Commenting on the news of the approval of the law on oncological oblivion, Lucia, who in September had been received by the president of the Social Affairs Committee of the Chamber Ugo Cappellacci, explains that "in the competitions to which I have always referred, namely those in the Police Force, the Police and the Armed Forces, there is an age limit that varies from 25 to 32 years approximately depending on the competition.
With the law on the right to be forgotten in oncology, as it was approved, situations like those I brought to light do not obtain protection, because a wait of 5 or 10 years does not protect those people who want to participate in the competitions I mentioned.”
“I was told,” Lucia adds, “that from today we will try to work on the issue I raised to find the optimal solution. Well, I don’t know what the optimal solution might be, but what I can assure you is that I won’t stay silent. I will continue the collection of signatures on Change.org today more than ever, so that these promises are actually kept.
So please excuse me if today, instead of celebrating, I am here to make my message shareable and to ask you to spread it as best you can, so that the enthusiasm that many are showing today does not overshadow the struggle that for many of us is still ongoing to make this law truly a protection for all.”
Palermo is once again calling for a review of the rules that have excluded her and many others from public competitions because of a tumor. “In a certain sense,” she says, “the rules equate someone who has had a tumor to a criminal, and this is not right.
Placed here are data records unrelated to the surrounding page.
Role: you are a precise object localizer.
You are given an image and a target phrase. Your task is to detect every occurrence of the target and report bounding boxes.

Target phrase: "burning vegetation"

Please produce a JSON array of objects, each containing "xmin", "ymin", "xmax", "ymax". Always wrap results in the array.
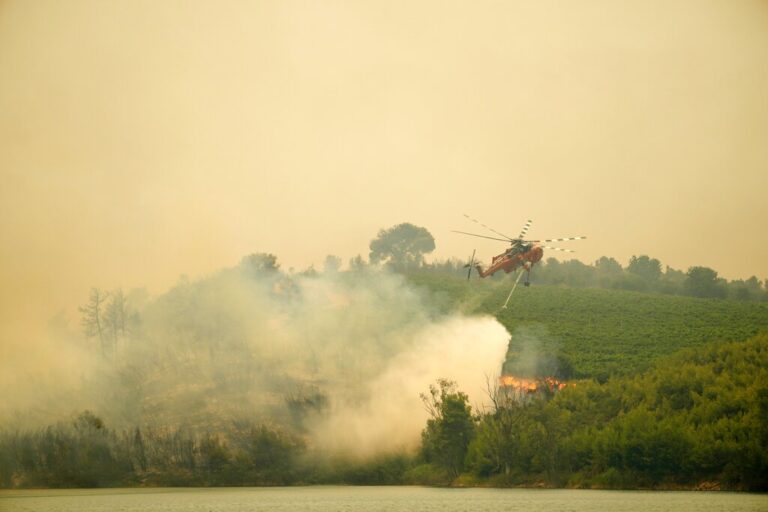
[{"xmin": 499, "ymin": 375, "xmax": 573, "ymax": 395}]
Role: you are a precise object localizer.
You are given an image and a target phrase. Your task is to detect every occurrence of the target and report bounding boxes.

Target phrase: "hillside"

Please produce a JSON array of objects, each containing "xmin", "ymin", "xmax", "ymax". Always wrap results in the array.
[{"xmin": 408, "ymin": 274, "xmax": 768, "ymax": 380}]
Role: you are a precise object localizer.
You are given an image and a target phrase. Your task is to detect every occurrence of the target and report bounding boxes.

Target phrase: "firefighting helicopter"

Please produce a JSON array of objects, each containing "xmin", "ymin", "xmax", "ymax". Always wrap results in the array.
[{"xmin": 454, "ymin": 214, "xmax": 587, "ymax": 295}]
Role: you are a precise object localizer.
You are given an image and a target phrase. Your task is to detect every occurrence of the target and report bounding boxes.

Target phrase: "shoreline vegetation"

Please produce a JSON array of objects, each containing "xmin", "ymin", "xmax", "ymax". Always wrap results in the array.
[
  {"xmin": 0, "ymin": 248, "xmax": 768, "ymax": 492},
  {"xmin": 0, "ymin": 335, "xmax": 768, "ymax": 491}
]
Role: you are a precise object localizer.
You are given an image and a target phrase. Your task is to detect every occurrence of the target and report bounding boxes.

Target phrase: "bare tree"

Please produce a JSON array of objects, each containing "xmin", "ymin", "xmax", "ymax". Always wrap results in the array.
[{"xmin": 79, "ymin": 288, "xmax": 109, "ymax": 357}]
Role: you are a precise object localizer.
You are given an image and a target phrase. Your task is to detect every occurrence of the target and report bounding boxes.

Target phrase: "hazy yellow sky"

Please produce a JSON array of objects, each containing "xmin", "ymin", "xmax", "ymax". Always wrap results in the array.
[{"xmin": 0, "ymin": 0, "xmax": 768, "ymax": 326}]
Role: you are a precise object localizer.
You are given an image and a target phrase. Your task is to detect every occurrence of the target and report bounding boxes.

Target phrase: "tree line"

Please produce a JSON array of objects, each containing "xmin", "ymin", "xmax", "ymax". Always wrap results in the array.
[{"xmin": 0, "ymin": 335, "xmax": 768, "ymax": 491}]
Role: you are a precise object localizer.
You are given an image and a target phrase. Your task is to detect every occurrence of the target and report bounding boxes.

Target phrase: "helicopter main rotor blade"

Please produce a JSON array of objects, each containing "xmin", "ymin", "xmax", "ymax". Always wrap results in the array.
[
  {"xmin": 541, "ymin": 245, "xmax": 576, "ymax": 252},
  {"xmin": 517, "ymin": 219, "xmax": 533, "ymax": 240},
  {"xmin": 451, "ymin": 229, "xmax": 512, "ymax": 243},
  {"xmin": 462, "ymin": 213, "xmax": 512, "ymax": 240},
  {"xmin": 526, "ymin": 236, "xmax": 587, "ymax": 243}
]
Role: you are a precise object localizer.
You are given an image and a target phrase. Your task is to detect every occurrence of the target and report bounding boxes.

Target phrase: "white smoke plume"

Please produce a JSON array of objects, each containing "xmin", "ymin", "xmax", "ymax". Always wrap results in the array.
[{"xmin": 0, "ymin": 258, "xmax": 509, "ymax": 455}]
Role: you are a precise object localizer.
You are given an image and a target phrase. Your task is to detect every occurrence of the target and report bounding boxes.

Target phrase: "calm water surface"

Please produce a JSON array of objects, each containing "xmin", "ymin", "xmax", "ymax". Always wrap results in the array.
[{"xmin": 0, "ymin": 487, "xmax": 768, "ymax": 512}]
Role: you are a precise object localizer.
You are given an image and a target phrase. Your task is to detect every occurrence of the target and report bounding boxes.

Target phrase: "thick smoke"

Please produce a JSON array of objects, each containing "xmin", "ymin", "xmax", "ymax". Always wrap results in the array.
[{"xmin": 2, "ymin": 257, "xmax": 509, "ymax": 455}]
After overcoming breast cancer in 2021, I was declared unfit for a public competition for a psychologist in the Guardia di Finanza because I was a former cancer patient. I had undergone emergency surgery and undergone chemotherapy and neoadjuvant radiotherapy, that is, for pure prevention. Today, I follow hormone therapy and I am fine.”
“After years of study, master's degrees, commitment, I saw my dream shattered because,” she explains in the text of her campaign and in the accompanying video appeal, addressed to the Government and Parliament, “I had an illness. Public competitions have an age limit, so I will no longer be able to participate. I ask you for a hand so that we can change the legislation and prevent these injustices from happening again for all people like me.”
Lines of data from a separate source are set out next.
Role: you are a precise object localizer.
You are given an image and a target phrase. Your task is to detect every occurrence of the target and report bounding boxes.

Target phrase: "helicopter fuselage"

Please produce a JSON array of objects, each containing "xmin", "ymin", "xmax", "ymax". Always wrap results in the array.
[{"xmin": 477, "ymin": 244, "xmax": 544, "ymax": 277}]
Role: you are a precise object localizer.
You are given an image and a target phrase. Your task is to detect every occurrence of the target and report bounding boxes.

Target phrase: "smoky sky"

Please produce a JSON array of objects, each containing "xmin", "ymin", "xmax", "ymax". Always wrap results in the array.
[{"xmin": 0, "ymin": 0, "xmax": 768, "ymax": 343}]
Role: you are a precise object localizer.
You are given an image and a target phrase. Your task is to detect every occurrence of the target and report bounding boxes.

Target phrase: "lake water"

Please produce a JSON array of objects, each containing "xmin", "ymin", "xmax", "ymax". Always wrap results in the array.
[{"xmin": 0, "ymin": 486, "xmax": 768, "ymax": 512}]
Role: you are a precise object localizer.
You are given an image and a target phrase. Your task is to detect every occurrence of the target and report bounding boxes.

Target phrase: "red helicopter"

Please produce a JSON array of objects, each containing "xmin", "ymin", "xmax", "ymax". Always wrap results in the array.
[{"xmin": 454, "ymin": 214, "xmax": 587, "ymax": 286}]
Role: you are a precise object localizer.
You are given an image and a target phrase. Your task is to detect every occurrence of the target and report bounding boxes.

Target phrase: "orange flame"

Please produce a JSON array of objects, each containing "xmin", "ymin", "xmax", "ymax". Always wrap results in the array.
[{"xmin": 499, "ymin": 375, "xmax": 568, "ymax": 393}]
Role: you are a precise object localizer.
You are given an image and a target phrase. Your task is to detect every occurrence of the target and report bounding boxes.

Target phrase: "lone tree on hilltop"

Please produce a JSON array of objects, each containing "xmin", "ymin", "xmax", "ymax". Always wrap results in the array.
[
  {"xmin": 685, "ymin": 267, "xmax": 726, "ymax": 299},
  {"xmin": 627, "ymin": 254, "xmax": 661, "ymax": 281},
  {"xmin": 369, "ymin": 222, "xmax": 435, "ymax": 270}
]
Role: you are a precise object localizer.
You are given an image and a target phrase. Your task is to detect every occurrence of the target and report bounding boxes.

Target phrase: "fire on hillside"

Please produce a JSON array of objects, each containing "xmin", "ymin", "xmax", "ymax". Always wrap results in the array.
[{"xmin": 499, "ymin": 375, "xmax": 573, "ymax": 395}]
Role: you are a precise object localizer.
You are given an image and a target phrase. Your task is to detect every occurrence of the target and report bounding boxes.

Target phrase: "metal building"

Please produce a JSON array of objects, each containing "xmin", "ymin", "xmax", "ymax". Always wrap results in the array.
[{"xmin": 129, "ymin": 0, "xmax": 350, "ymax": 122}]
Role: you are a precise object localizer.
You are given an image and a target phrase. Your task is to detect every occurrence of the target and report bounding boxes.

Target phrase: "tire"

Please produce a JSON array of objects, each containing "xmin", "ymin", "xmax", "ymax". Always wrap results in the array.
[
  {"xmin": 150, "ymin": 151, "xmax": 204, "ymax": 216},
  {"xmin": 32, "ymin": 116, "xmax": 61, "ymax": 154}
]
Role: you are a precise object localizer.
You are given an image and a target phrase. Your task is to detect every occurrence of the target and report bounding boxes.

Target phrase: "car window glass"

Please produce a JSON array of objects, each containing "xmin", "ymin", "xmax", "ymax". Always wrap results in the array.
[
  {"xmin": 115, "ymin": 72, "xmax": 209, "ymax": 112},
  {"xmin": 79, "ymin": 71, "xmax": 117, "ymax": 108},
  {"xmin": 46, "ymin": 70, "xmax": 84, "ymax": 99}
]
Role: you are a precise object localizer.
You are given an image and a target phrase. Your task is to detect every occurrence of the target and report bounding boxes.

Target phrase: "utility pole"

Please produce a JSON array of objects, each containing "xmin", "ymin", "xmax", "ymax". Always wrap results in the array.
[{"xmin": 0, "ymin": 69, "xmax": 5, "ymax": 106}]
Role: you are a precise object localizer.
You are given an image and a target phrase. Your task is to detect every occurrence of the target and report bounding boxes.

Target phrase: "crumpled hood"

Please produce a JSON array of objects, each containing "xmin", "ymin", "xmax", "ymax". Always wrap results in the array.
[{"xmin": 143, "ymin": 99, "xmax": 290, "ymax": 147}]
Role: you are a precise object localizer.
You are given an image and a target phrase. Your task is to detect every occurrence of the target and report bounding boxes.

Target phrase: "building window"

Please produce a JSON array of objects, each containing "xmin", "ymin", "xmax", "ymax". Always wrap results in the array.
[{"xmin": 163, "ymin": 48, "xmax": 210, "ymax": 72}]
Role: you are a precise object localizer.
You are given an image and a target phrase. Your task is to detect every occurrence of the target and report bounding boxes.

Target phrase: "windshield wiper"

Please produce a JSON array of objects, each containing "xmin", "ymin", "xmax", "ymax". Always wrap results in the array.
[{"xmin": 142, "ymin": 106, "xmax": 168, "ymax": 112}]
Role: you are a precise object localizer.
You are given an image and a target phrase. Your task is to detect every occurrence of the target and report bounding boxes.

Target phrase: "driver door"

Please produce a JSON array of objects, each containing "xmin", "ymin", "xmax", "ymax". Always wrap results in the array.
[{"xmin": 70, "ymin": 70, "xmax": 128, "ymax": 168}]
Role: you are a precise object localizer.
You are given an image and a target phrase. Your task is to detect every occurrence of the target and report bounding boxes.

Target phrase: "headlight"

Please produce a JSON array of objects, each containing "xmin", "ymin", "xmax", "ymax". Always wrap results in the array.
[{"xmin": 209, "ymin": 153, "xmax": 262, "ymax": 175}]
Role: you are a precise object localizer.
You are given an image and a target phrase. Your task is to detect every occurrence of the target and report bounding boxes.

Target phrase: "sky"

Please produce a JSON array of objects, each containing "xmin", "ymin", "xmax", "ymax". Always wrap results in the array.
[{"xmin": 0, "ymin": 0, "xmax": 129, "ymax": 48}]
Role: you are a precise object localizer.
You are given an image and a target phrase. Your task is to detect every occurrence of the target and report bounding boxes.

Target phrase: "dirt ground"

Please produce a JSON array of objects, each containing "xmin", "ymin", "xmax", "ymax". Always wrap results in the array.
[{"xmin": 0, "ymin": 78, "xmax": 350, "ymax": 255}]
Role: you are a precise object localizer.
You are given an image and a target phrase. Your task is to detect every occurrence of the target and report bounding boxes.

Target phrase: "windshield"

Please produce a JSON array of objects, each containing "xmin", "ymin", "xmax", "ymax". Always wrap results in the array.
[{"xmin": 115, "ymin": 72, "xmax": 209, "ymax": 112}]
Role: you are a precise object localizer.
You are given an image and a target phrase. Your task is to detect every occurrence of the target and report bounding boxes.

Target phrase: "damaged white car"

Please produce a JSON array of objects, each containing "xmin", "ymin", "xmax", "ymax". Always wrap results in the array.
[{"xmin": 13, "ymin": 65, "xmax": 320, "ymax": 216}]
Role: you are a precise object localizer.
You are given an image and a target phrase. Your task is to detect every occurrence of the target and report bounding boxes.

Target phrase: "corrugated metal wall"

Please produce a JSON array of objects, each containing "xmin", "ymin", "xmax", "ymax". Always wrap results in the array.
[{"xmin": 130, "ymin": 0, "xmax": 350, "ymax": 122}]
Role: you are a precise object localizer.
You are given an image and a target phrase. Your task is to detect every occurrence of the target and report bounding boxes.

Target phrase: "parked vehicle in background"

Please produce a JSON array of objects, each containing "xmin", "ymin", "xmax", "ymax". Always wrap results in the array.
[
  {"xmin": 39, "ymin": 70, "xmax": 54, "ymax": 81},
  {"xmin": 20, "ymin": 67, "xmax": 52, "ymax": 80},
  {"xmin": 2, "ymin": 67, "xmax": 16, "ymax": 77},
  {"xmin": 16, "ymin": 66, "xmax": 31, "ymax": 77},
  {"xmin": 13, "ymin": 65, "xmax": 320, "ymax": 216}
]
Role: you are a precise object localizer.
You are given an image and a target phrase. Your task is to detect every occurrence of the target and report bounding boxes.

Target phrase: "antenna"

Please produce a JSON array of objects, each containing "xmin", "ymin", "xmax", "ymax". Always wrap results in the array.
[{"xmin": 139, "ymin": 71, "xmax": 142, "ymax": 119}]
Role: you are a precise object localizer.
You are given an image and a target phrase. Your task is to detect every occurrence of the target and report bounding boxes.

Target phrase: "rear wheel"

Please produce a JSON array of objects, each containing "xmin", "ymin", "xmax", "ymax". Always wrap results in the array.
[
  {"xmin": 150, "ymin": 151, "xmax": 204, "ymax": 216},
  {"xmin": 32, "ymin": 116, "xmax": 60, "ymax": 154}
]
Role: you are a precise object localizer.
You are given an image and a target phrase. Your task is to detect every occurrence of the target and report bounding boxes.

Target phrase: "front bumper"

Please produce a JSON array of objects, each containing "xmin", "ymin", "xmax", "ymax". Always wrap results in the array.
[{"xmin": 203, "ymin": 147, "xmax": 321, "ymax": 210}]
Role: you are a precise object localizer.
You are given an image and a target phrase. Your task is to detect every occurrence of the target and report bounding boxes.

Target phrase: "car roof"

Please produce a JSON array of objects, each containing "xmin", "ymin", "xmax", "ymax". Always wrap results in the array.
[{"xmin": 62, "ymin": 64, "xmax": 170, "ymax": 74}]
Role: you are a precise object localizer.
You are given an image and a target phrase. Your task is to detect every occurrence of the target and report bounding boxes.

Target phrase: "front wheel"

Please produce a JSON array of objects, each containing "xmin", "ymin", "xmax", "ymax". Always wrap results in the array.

“The decree in question, to which the announcement refers, equates,” Palermo points out, “those who survive breast cancer to those who are still ill, thus deeming post-cancer incompatible with military life.
But if I have passed all the medical, psycho-attitudinal and physical tests, and if there are several oncologists who have written in black and white how I am fully healthy and able to carry out any activity without any problem, this is pure bureaucratic discrimination. I think it is necessary to change this decree, given that today those who survive cancer have a life expectancy equal to those who have never had a tumor.
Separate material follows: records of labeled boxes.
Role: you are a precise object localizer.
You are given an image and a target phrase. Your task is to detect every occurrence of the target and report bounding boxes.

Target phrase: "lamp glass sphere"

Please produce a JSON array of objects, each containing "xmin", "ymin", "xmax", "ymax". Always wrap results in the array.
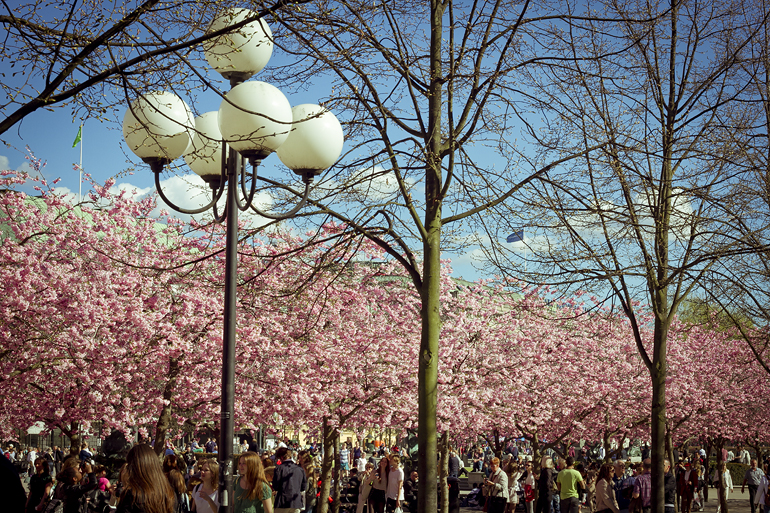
[
  {"xmin": 219, "ymin": 81, "xmax": 292, "ymax": 158},
  {"xmin": 184, "ymin": 111, "xmax": 222, "ymax": 176},
  {"xmin": 276, "ymin": 103, "xmax": 344, "ymax": 174},
  {"xmin": 123, "ymin": 92, "xmax": 195, "ymax": 161},
  {"xmin": 203, "ymin": 9, "xmax": 273, "ymax": 80}
]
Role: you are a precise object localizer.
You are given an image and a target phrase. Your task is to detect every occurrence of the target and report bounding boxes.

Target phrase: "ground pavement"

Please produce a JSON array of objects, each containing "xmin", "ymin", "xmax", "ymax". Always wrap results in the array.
[{"xmin": 460, "ymin": 487, "xmax": 761, "ymax": 513}]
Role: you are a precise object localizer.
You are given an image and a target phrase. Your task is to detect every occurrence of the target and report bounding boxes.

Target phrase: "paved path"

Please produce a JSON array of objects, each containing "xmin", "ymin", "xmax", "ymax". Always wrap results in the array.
[{"xmin": 460, "ymin": 488, "xmax": 751, "ymax": 513}]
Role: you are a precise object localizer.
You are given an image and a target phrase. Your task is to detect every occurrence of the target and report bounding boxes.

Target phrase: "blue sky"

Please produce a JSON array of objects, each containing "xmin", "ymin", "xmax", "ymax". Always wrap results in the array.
[{"xmin": 0, "ymin": 62, "xmax": 521, "ymax": 280}]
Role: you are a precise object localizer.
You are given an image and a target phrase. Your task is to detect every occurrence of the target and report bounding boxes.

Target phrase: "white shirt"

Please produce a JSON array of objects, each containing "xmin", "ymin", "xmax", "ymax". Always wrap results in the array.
[
  {"xmin": 385, "ymin": 467, "xmax": 404, "ymax": 501},
  {"xmin": 192, "ymin": 485, "xmax": 219, "ymax": 513}
]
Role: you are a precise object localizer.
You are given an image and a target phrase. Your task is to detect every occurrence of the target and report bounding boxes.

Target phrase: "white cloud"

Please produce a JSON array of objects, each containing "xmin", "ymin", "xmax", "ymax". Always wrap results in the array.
[
  {"xmin": 103, "ymin": 173, "xmax": 273, "ymax": 227},
  {"xmin": 323, "ymin": 165, "xmax": 415, "ymax": 201}
]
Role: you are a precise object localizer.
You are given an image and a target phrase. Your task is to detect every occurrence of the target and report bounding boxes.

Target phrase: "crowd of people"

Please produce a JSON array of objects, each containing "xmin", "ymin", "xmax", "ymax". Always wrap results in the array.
[{"xmin": 0, "ymin": 440, "xmax": 770, "ymax": 513}]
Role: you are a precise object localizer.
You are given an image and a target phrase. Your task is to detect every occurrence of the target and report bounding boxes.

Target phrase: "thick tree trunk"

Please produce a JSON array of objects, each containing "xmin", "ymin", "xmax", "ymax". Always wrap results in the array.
[
  {"xmin": 154, "ymin": 358, "xmax": 179, "ymax": 456},
  {"xmin": 706, "ymin": 436, "xmax": 729, "ymax": 513},
  {"xmin": 61, "ymin": 422, "xmax": 82, "ymax": 454},
  {"xmin": 438, "ymin": 431, "xmax": 449, "ymax": 513},
  {"xmin": 650, "ymin": 318, "xmax": 668, "ymax": 513},
  {"xmin": 332, "ymin": 429, "xmax": 340, "ymax": 513},
  {"xmin": 317, "ymin": 417, "xmax": 339, "ymax": 513}
]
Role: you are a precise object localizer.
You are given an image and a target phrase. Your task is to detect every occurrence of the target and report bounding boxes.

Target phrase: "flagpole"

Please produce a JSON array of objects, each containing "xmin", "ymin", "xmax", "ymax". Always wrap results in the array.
[{"xmin": 78, "ymin": 123, "xmax": 83, "ymax": 203}]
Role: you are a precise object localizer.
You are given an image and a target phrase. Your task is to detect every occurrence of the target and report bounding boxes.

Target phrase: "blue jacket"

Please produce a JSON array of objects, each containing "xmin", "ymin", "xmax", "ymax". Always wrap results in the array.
[{"xmin": 273, "ymin": 460, "xmax": 307, "ymax": 509}]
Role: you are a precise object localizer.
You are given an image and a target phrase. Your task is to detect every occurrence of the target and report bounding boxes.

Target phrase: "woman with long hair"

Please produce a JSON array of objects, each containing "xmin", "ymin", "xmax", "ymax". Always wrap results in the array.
[
  {"xmin": 163, "ymin": 454, "xmax": 179, "ymax": 475},
  {"xmin": 25, "ymin": 457, "xmax": 53, "ymax": 513},
  {"xmin": 299, "ymin": 452, "xmax": 318, "ymax": 513},
  {"xmin": 166, "ymin": 469, "xmax": 190, "ymax": 513},
  {"xmin": 56, "ymin": 460, "xmax": 99, "ymax": 513},
  {"xmin": 192, "ymin": 458, "xmax": 219, "ymax": 513},
  {"xmin": 369, "ymin": 456, "xmax": 390, "ymax": 513},
  {"xmin": 234, "ymin": 451, "xmax": 273, "ymax": 513},
  {"xmin": 505, "ymin": 458, "xmax": 524, "ymax": 513},
  {"xmin": 596, "ymin": 463, "xmax": 620, "ymax": 513},
  {"xmin": 116, "ymin": 444, "xmax": 176, "ymax": 513}
]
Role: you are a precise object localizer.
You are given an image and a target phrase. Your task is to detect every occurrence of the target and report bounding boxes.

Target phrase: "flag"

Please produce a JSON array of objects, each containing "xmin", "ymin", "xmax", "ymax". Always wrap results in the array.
[
  {"xmin": 505, "ymin": 228, "xmax": 524, "ymax": 242},
  {"xmin": 72, "ymin": 125, "xmax": 83, "ymax": 148}
]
I think it is useful for all women who in the future will have the same problem and the same dream as me. As long as the laws continue to make the life of those who have fought against cancer a living hell, then. I know that my dream has now been shattered because of a disease that I did not choose to have but that I have nevertheless faced and overcome. If I am here today it is because I would like to change the future of a future Lucia who will have the same dream as me and unfortunately the same disease as me. I would not want,” she concludes, “for her to also experience this discrimination first hand as I have experienced it.”
Article published on 7 December 2023 - 18:55
It is important to raise awareness on the issue and seek solutions that can guarantee equal opportunities for all, without unfair distinctions.